Me incorporé seguidamente porque oí como un murmullo a mis espaldas y cierto movimiento en el pasillo del avión. Me levanté y fui hacia donde un grupo de personas,  entre viajeros y azafatas, se arremolinaban alrededor de algo o alguien que debía estar en el suelo.
Hasta los viajeros que permanecían sentados en sus sitios tenían sus cabezas vueltas y mirando hacia aquel lugar.
Pensé inmediatamente en mi compañera de viaje. En la dama enlutada que no estaba entre el grupo de personas que se hallaban de pie.
Pero no, no se trataba de ella ni la vi tampoco por ninguna parte. Era un anciano, me dijeron,  y estaba muerto.
-Pero, ¿qué le ha pasado…? ¿Cómo ha sido…? – pregunté queriendo enterarme.
   Pero nadie sabía nada de cierto. Sólo que el anciano iba por el pasillo tambaleándose, y de pronto se cayó desplomado. Habían acudido enseguida en su auxilio pero no pudieron hacer nada ya por él. Había caído fulminado.
Busqué de nuevo a mi vecina de viaje con la vista y la cabeza vuelta en todas las  direcciones, pero no logré verla.  
Pregunté entonces por ella a los presentes, pero tampoco supieron darme razón. Nadie.  Es más, me miraron con extrañeza y todos respondieron lo mismo: No la habían visto. Ni ahora ni durante el viaje.
- ¡Pero si ha estado todo el rato a mi lado…! – exclamé. Bueno, todo el rato hasta que me dormí, y fue pronto, y ya no supe más de ella.
 Como me seguían mirando con bastante extrañeza, yo describí cómo era aquella mujer. Mejor dicho como iba vestida, porque como era, como era, yo no lo sabía en realidad.  No la había visto ni un minuto siquiera.
Todos se miraron entre sí con gestos significativos y seguro que pensando lo mismo: Que estaban ante un chalado o que tal vez lo había soñado. ¿No acababa de despertarme…?
Un hombre de los del grupo que rodeaban al anciano muerto, esbozó una sonrisa  irónica, y queriéndose hacer el gracioso, tal vez, dijo:
- Vamos, disfrazada de la Parca, ¿no?
Y yo sentí un repentino escalofrío recorrerme la espalda y el cuerpo entero. Los demás no sé qué sentirían… Porque yo la había visto. Claro que la había visto, y había estado sentada a mi lado, sentada junto a mí. Rozándome su capa mi cuerpo…

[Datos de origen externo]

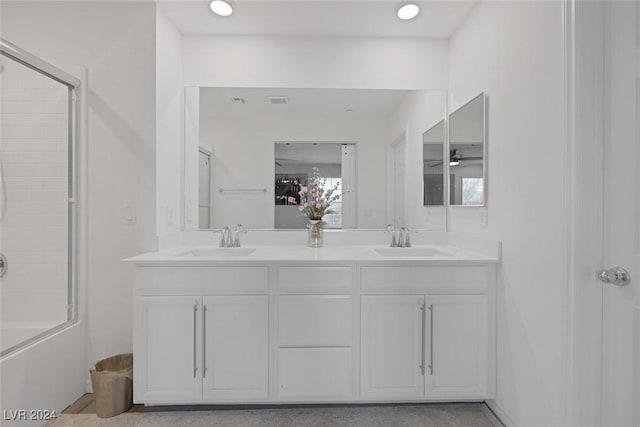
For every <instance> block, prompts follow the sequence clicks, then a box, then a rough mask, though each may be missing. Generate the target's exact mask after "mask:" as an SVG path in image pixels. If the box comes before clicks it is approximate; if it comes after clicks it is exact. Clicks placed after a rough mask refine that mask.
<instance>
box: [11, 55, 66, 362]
mask: <svg viewBox="0 0 640 427" xmlns="http://www.w3.org/2000/svg"><path fill="white" fill-rule="evenodd" d="M1 62H2V65H3V68H2V74H0V83H1V87H0V98H1V99H2V109H1V111H2V114H1V116H0V117H1V123H2V135H1V136H2V137H1V139H0V156H1V159H0V160H1V161H2V168H3V176H2V179H3V180H4V183H3V188H2V191H6V194H5V195H6V202H7V203H6V205H5V206H3V207H2V214H3V218H2V223H1V225H0V233H1V236H2V238H1V239H0V248H1V250H2V253H3V254H4V255H5V256H6V257H7V258H8V260H9V263H10V268H9V270H8V273H7V275H6V276H5V277H3V278H2V310H1V313H2V317H1V321H2V325H3V328H4V327H10V326H11V325H12V324H14V323H18V324H17V325H15V326H17V327H19V326H20V325H23V326H27V327H28V326H32V327H35V328H39V327H42V328H44V329H46V328H47V327H51V326H54V325H56V324H60V323H62V322H64V321H66V320H67V287H68V286H67V277H68V276H67V247H68V245H67V239H68V215H67V211H68V207H67V205H68V203H67V198H68V183H69V178H68V175H69V173H68V167H69V165H68V157H69V154H68V150H69V143H68V127H69V114H68V110H69V104H68V102H69V94H68V92H69V91H68V88H67V86H65V85H63V84H61V83H59V82H57V81H55V80H53V79H51V78H49V77H46V76H43V75H42V74H39V73H37V72H35V71H33V70H31V69H30V68H27V67H26V66H24V65H22V64H20V63H18V62H16V61H12V60H10V59H7V58H4V57H2V59H1ZM3 202H4V200H2V201H0V203H3ZM25 322H26V323H25ZM36 331H37V332H36ZM38 332H39V330H37V329H34V333H38ZM12 344H16V342H13V341H12V342H11V343H9V342H8V340H6V338H5V339H4V340H3V342H2V349H3V350H4V349H6V348H7V347H8V346H10V345H12Z"/></svg>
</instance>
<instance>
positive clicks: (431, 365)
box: [429, 304, 433, 375]
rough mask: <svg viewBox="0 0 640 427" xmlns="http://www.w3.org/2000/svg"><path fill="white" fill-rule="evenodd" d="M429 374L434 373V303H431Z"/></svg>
mask: <svg viewBox="0 0 640 427" xmlns="http://www.w3.org/2000/svg"><path fill="white" fill-rule="evenodd" d="M429 374H431V375H433V304H429Z"/></svg>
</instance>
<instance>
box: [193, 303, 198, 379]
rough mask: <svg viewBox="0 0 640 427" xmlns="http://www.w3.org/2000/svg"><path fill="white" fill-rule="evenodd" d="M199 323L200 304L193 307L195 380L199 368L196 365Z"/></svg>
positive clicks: (193, 333) (193, 306)
mask: <svg viewBox="0 0 640 427" xmlns="http://www.w3.org/2000/svg"><path fill="white" fill-rule="evenodd" d="M197 323H198V304H194V306H193V378H195V377H196V374H197V372H198V366H197V363H196V357H197V356H196V339H197V338H196V325H197Z"/></svg>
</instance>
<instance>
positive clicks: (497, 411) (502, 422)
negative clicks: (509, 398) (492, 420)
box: [484, 400, 516, 427]
mask: <svg viewBox="0 0 640 427" xmlns="http://www.w3.org/2000/svg"><path fill="white" fill-rule="evenodd" d="M484 403H485V404H486V405H487V406H488V407H489V409H491V412H493V414H494V415H495V416H496V417H497V418H498V420H499V421H500V422H501V423H502V424H503V425H504V426H505V427H516V423H514V422H513V420H512V419H511V418H510V417H509V416H508V415H507V414H506V412H504V410H503V409H502V408H501V407H500V405H498V404H497V403H496V401H495V400H486V401H485V402H484Z"/></svg>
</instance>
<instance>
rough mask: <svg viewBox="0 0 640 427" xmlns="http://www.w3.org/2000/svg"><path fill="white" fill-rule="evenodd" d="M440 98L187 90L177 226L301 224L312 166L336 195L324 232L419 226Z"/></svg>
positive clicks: (439, 112) (426, 95) (287, 226)
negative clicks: (395, 181) (180, 181)
mask: <svg viewBox="0 0 640 427" xmlns="http://www.w3.org/2000/svg"><path fill="white" fill-rule="evenodd" d="M446 99H447V93H446V92H445V91H426V90H425V91H409V90H352V89H282V88H269V89H265V88H213V87H201V88H197V87H190V88H186V90H185V154H184V156H185V160H184V169H185V170H184V180H185V189H184V195H185V197H184V199H185V212H184V226H185V229H219V228H221V227H224V226H233V225H235V224H237V223H242V224H244V225H245V226H246V227H247V228H252V229H298V228H304V227H306V219H305V218H304V217H303V216H302V215H301V213H300V211H299V210H298V209H297V205H298V204H299V203H300V200H299V198H298V196H297V194H298V192H299V189H300V187H301V186H303V185H305V183H306V182H307V180H308V179H309V177H310V175H311V173H312V172H311V171H312V170H313V168H317V169H318V170H319V174H320V176H321V177H322V178H325V179H326V185H328V186H331V187H333V186H335V185H338V187H339V192H340V193H341V194H342V196H341V198H340V200H339V201H337V202H336V203H334V204H333V205H332V209H331V210H332V212H331V213H330V214H329V215H327V216H326V217H325V218H324V219H325V222H327V225H328V227H330V228H336V229H340V228H342V229H348V228H360V229H382V228H384V226H385V224H387V223H389V222H394V220H395V221H398V225H399V226H401V225H406V226H409V227H412V228H421V224H419V223H417V222H416V221H417V220H414V218H423V217H424V215H423V214H421V213H420V212H417V211H418V210H419V209H424V205H423V203H424V200H423V195H422V193H423V192H422V191H420V192H416V191H415V190H417V189H418V188H419V187H421V186H422V181H423V164H422V162H421V159H422V155H421V154H422V149H423V138H422V134H423V133H424V132H425V131H426V130H427V129H428V128H429V124H430V123H435V122H437V121H438V120H439V119H440V118H441V117H442V116H443V112H445V113H446ZM408 129H409V130H410V132H408V131H407V130H408ZM398 135H406V138H405V139H404V140H403V141H402V150H398V149H397V147H398ZM439 143H440V144H442V141H440V142H439ZM440 147H441V148H440V152H441V154H442V152H443V150H442V145H441V146H440ZM390 153H396V155H397V153H401V156H400V155H398V156H399V158H397V159H393V160H391V159H390ZM400 157H402V158H400ZM441 157H442V156H441ZM441 161H442V160H441ZM399 180H401V181H402V182H400V181H399ZM395 181H398V182H395ZM435 181H438V180H437V179H436V180H435ZM405 182H408V184H407V185H405V184H404V183H405ZM414 182H415V183H418V184H417V185H416V186H413V185H409V184H411V183H414ZM414 187H418V188H414ZM399 192H400V193H402V194H395V193H399ZM424 193H425V194H426V191H425V192H424ZM431 197H432V196H429V200H431ZM414 199H415V200H414ZM394 201H400V202H399V203H396V202H394ZM438 202H439V204H442V199H440V200H439V201H438V200H433V204H436V203H438ZM399 204H401V205H402V206H398V205H399ZM398 212H402V214H398ZM405 212H406V214H405ZM398 218H399V219H398ZM414 222H415V223H414Z"/></svg>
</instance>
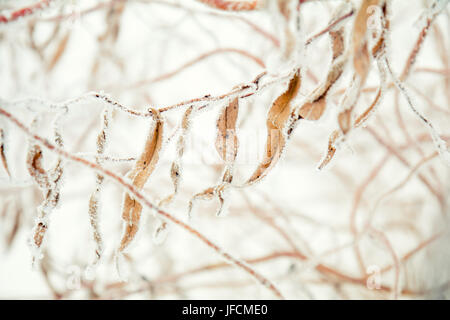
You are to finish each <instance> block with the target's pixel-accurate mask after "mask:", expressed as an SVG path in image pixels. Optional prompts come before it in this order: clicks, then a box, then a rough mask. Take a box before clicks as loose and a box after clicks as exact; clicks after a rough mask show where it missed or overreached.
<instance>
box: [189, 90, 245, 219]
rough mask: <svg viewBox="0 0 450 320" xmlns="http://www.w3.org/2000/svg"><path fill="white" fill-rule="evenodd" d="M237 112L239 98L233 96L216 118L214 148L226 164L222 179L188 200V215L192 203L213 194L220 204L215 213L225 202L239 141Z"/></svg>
mask: <svg viewBox="0 0 450 320" xmlns="http://www.w3.org/2000/svg"><path fill="white" fill-rule="evenodd" d="M238 113H239V99H238V98H235V99H234V100H233V101H231V102H230V103H229V104H228V105H227V106H226V107H225V108H224V109H223V111H222V113H221V114H220V116H219V118H218V119H217V137H216V143H215V146H216V150H217V152H218V153H219V156H220V157H221V159H222V160H223V161H224V163H225V164H226V166H225V171H224V174H223V176H222V181H221V183H220V184H219V185H217V186H215V187H211V188H208V189H206V190H204V191H203V192H200V193H198V194H196V195H195V196H194V197H193V198H192V199H191V201H190V202H189V215H190V214H191V211H192V207H193V203H194V201H196V200H199V199H203V200H211V199H213V198H214V196H217V198H218V199H219V202H220V205H219V209H218V210H217V213H216V214H217V215H220V214H221V212H222V211H223V206H224V203H225V191H226V189H227V188H228V187H229V185H230V184H231V182H232V181H233V166H234V161H235V160H236V156H237V152H238V147H239V142H238V137H237V133H236V122H237V118H238Z"/></svg>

Y ya no tuve duda quién era la Dama de la Capa Negra…¡ De lo que me había librado…! pensé con horror. Pero también pensé que seguramente no sería  mi día. El día predestinado, el día que está escrito desde que nacemos.
O, acaso, se me ocurrió también pensar,  sintió pena al verme tan joven, dieciocho años no más, y tan profundamente dormido como un niño a su lado….Y entonces tuvo compasión de mí….Gracias, Dama de la Capa Negra.